Définition

Il y a quelque temps dans un commentaire à un de mes billets, Planeth parlait des photos que j’ai postées récemment comme celles de « mon jardin d’enfance ». Depuis cette idée trotte dans ma tête, ou plutôt cette non-idée puisque le bout de terrain dont je me suis occupée ces derniers temps n’a guère à voir avec mon enfance. Enfin si. Mais non. Disons qu’il n’est pas un « jardin d’enfance », comme on peut parler d’une « maison d’enfance ». J’y suis pourtant venue du temps de mon grand-père, cette maison lui appartenait depuis bien avant ma naissance mais je n’arrive pas à associer ces lieux avec cette période de ma vie. Par contre, il y a la « vallée de mon enfance ».
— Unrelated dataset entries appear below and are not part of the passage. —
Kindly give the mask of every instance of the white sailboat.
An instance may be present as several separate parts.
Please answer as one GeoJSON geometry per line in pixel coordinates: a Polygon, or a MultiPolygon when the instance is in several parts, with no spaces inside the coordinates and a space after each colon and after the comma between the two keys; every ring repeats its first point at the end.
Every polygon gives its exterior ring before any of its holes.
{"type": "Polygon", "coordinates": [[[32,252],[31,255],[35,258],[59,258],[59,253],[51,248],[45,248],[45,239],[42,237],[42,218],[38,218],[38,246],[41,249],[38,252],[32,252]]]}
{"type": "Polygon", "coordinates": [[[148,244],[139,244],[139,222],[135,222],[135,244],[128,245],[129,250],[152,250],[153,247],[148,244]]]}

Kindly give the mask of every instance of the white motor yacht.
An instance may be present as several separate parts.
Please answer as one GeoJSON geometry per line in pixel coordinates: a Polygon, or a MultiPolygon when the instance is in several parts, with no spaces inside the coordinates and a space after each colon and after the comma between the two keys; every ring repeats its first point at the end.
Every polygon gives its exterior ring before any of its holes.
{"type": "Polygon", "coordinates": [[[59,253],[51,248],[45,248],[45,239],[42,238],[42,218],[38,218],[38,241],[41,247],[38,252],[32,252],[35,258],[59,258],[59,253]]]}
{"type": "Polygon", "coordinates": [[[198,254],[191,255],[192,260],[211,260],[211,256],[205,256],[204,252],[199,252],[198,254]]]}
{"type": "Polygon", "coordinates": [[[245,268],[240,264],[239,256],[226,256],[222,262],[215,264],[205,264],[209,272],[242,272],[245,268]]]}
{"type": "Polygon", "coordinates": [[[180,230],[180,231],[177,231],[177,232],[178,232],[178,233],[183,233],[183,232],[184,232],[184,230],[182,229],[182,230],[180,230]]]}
Peut-être que pour marquer ces premières années, un endroit doit être celui des premières découvertes des limites et des libertés, des risques et des solitudes, l’endroit où pour la première fois on se reconnaît comme être humain étanche aux autres, avec ses pensées propres et participant en même temps à un ensemble à découvrir, rien du tout sur une grosse boule et persuadé intimement que cet univers existe parce qu’on le perçoit, qu’il disparaîtra en même temps que soi. La toute puissance et la faiblesse de l’enfance.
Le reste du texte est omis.